It’s caused by a virus that attacks the central nervous system. The virus is transmitted to humans via bites and scratches from infected animals.
Rabies can be treated with the rabies vaccine if you seek medical attention as soon as you think you might have symptoms. To help prevent it, make sure that you and your pets are vaccinated.
Rabies — the word probably brings to mind an enraged animal frothing at the mouth. An encounter with an infected animal can result in a painful, life-threatening condition.

According to the World Health Organization, up to 59,000 people worldwide die from rabies every year. Ninety-nine percent of them have been bitten by a rabid dog. However, the availability of vaccines for both animals and humans has led to a steep decline in rabies cases in the United States, where there are two to three rabies deaths a year.

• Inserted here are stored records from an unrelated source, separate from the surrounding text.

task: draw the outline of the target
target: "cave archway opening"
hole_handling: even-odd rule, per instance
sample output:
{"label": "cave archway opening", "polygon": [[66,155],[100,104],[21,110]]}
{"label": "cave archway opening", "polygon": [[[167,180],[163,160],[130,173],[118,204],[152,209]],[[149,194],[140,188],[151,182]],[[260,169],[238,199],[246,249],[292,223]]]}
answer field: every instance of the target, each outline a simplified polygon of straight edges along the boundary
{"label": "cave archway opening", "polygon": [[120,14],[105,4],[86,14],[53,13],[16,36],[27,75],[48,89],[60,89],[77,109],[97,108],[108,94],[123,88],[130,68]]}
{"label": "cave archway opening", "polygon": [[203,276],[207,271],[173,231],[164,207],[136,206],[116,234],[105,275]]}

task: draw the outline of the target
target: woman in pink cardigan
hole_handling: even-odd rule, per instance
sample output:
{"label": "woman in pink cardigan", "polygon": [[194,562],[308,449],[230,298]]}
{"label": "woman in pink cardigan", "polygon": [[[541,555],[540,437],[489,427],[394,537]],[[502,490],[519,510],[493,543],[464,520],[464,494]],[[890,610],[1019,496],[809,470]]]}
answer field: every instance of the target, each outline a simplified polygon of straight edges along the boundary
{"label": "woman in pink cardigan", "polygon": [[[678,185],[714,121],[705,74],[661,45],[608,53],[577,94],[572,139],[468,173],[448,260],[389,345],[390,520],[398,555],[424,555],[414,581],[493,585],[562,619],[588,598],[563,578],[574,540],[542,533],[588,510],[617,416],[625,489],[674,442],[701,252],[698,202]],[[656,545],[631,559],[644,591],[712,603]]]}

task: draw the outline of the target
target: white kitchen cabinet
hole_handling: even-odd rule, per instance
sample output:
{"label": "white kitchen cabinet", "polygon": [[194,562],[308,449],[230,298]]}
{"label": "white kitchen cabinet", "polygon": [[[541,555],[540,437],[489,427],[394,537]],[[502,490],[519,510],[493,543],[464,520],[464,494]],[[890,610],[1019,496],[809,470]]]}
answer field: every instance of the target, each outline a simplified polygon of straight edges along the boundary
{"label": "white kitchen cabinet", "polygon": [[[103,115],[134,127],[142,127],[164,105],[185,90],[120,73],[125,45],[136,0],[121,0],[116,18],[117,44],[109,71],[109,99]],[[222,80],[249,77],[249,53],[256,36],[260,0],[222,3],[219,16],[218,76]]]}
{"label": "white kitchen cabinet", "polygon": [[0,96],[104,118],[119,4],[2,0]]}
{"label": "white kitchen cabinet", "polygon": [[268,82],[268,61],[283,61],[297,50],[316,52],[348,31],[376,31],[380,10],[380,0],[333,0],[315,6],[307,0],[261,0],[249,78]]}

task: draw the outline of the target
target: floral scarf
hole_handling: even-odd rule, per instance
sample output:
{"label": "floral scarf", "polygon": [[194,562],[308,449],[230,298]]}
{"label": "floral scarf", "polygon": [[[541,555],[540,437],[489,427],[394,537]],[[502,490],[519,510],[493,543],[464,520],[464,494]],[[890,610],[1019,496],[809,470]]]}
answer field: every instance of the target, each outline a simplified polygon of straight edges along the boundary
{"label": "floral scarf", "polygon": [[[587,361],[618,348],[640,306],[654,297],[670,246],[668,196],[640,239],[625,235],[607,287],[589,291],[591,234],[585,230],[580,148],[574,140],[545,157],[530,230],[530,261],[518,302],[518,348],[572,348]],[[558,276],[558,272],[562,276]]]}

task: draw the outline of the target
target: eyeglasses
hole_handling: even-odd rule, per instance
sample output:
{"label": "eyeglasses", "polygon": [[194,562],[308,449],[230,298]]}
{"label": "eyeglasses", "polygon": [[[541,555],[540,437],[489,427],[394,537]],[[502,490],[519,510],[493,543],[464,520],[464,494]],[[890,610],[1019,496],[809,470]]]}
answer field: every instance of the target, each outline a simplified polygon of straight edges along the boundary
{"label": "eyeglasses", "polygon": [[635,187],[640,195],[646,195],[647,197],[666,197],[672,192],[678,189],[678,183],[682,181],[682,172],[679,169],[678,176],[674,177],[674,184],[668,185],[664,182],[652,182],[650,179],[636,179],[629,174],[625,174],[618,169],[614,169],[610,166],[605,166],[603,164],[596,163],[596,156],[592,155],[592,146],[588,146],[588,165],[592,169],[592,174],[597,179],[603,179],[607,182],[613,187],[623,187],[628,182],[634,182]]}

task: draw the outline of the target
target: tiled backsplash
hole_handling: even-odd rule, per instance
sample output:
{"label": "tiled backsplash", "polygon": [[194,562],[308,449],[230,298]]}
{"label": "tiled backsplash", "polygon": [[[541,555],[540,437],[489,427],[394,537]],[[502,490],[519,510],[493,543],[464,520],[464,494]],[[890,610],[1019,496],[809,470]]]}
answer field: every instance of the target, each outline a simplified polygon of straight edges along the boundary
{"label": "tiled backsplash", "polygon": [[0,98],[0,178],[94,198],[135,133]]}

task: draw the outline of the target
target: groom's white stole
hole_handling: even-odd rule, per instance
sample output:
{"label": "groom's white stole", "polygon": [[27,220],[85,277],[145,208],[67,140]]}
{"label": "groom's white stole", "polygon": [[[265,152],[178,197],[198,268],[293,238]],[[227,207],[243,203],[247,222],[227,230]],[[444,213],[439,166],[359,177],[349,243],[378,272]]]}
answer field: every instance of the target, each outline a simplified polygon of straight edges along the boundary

Rabies is caused by a virus that affects the central nervous system, particularly causing inflammation in the brain. Domestic dogs, cats, and rabbits, and wild animals, such as skunks, raccoons, and bats, are able to transfer the virus to humans via bites and scratches. The key to fighting the virus is a quick response.

Symptoms of rabies

-The initial symptoms of rabies are mild, but they quickly become serious.
-The incubation period
The incubation period is the time it takes for symptoms to develop after a person is infected with the virus. The incubation period for rabies is usually two to 12 weeks, although it can be as short as four days. It is unusual for the incubation period to last for more than a year.
-The closer the site of infection is to your brain, the shorter the incubation period. For example, a bite to your face, head or neck will have a shorter incubation period than a bite to your arm or leg.
-The length of the incubation period is important as it’s the only period in which treatment can be successful.-Initial symptoms
-The initial symptoms of rabies are often vague and it can be easy to mistake them for other, less serious, types of infection. They include:
a) fever
b) headache
c) feeling generally unwell
d) feeling scared or anxious
e) Around half of people also experience pain and a tingling sensation at the infection site.

Advanced symptoms
Initial symptoms of rabies last for two to 10 days before more severe symptoms start to develop. These typically include aggressive behaviour, hallucinations, agitation and producing lots of saliva.
When to seek medical advice
If you’re in a part of the world known to be affected by rabies, always seek medical advice as soon as possible if you’re bitten or scratched by an animal, particularly a dog. You can also catch rabies if you have an open wound that is licked by an infected animal.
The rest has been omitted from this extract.